Sanne Simons and Thomas Schepen both have Down’s Syndrome, and normally this is not associated with the purposeful and precise movements necessary to perform a successful kata, or the ability to remember the precise order of techniques.
Wrong. The two show three adapted series of nage-nō-kata, and after the final rei the applause explodes. It continues for minutes, not in the least because the two judoka arouse the audience for more and more applause.. and the audience obliges. People are cheering, whistling and clapping and it takes some time before the hall quiets down and the other couple enters the tatami:
Cees Roest is praplegic from the chest down, after an accident. Standing is almost impossible. How then is it possible to perform a nage-nō-kata?
They show the audience how. The various techniques are adapted to Cees’ condition, and they demonstrate a meticulously executed interpretation of nage-nō-kata, assisted by uke Janienke Roelfsema. Again the audience goes wild, and again an ovational applause is theirs.
What is happening here?
Earlier this year, EJU expressed interest in Special Needs Kata, and was referred to SNJF. A plan was formed to invite SN-judoka from several countries to set up a small SN-Kata tournament alongside the main European Championship. For various reasons, the other countries were unable to attend so the Dutch judoka were left and it was decided to do a dmonstration.
The interest of the European Judo community has been aroused. SNJF hopes that this initiative will have a follow-up, and is of course ready to give technical and organisatorial advice.
Why is this important?
SNJF believes that the best way to attain inclusion for handicapped people is to take part in mainstream events, just like everyone.
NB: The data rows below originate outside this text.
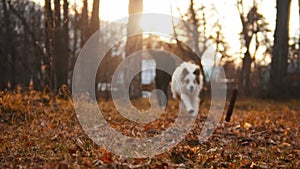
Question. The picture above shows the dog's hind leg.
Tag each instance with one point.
(187, 103)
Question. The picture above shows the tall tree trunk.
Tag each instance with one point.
(10, 73)
(95, 23)
(196, 37)
(133, 44)
(47, 68)
(61, 49)
(280, 50)
(84, 23)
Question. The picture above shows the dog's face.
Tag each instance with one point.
(190, 79)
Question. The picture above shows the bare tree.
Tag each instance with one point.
(133, 44)
(280, 50)
(252, 23)
(84, 23)
(95, 23)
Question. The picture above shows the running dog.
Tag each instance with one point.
(186, 85)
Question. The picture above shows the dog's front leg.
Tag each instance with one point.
(186, 101)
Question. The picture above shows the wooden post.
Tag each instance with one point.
(231, 105)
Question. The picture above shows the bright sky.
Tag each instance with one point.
(226, 11)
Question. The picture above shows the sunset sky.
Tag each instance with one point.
(226, 12)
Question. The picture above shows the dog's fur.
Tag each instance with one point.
(186, 85)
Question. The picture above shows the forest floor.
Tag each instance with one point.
(36, 132)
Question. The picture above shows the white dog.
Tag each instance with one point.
(186, 85)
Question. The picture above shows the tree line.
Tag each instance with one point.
(39, 44)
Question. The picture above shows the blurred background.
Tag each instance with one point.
(256, 42)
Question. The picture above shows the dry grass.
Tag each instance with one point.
(39, 133)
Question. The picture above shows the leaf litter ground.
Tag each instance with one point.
(36, 132)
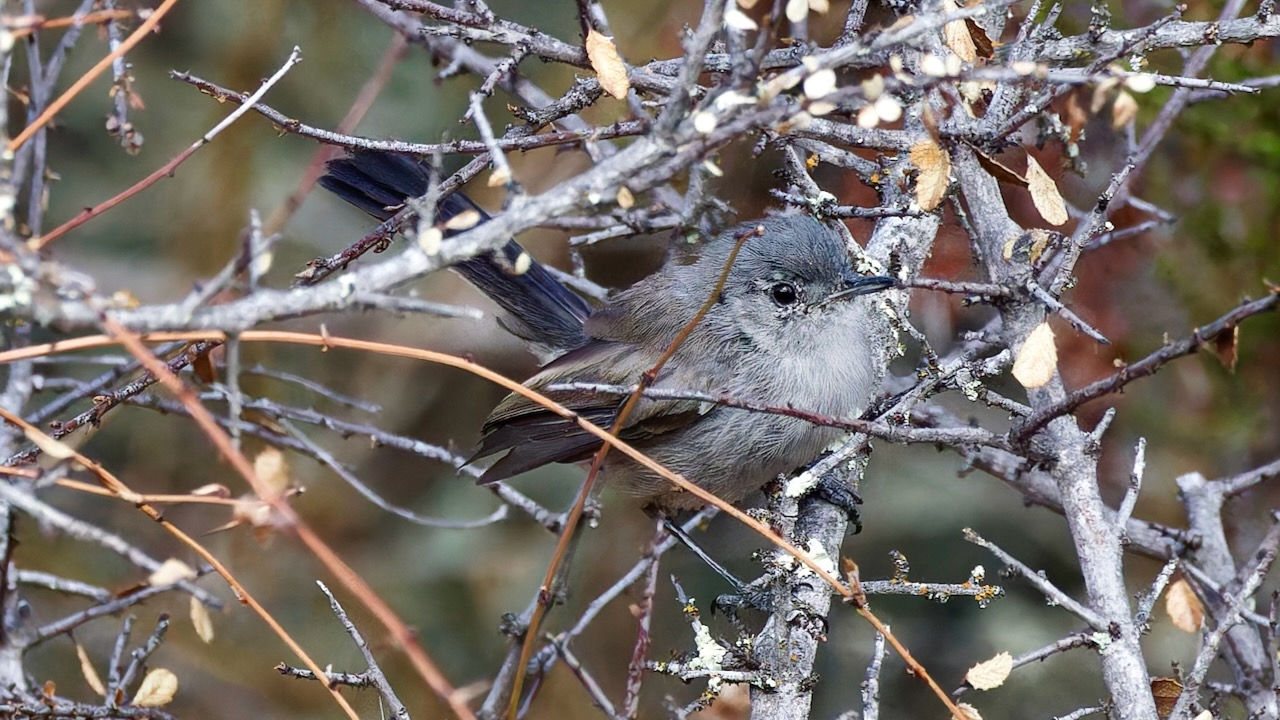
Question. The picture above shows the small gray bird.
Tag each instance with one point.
(789, 328)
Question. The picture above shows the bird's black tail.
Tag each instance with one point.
(540, 309)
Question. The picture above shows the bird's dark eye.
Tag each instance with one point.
(784, 294)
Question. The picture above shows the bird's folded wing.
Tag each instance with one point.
(534, 436)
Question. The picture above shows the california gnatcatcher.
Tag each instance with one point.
(787, 329)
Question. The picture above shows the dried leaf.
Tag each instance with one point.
(1141, 82)
(211, 490)
(91, 677)
(737, 19)
(464, 220)
(51, 447)
(956, 36)
(1183, 607)
(429, 240)
(201, 621)
(1037, 359)
(498, 177)
(935, 174)
(986, 49)
(625, 199)
(999, 169)
(1226, 345)
(272, 469)
(990, 674)
(819, 83)
(1045, 194)
(156, 689)
(607, 64)
(1123, 110)
(1165, 691)
(170, 572)
(202, 365)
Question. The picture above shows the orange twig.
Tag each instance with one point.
(37, 22)
(364, 101)
(82, 82)
(443, 359)
(117, 487)
(401, 633)
(168, 168)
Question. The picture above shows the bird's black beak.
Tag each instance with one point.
(863, 285)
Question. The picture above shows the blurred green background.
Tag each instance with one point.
(1217, 172)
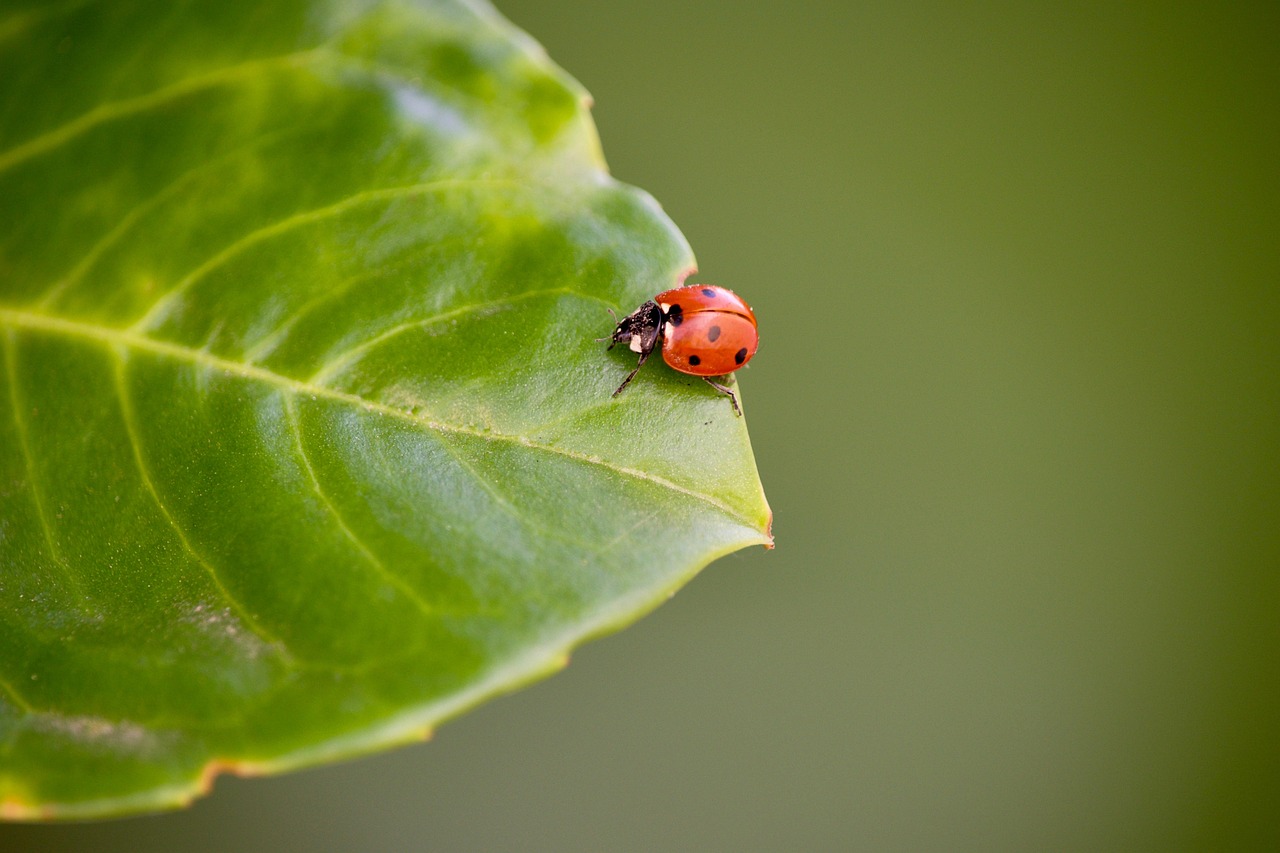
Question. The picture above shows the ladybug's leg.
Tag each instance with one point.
(631, 375)
(723, 391)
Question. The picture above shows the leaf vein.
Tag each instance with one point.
(24, 446)
(123, 108)
(341, 360)
(129, 338)
(159, 309)
(145, 474)
(379, 566)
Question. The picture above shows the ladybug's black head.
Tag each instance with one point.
(639, 329)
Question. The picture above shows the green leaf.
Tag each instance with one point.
(306, 439)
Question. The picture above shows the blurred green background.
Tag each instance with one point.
(1016, 409)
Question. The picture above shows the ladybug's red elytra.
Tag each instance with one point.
(705, 331)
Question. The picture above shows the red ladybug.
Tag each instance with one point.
(705, 331)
SNJF believe that if Judo is adapted when necessary, the handicap of these people will diminish or even become irrelevant.
The fact that an international organisation like EJU have the vision to understand this and the courage to take this historic step is a great leap forward, and SNJF are greatly honoured to be able to support this process. We thank EJU for this fantastic opportunity and are looking forward to future cooperation.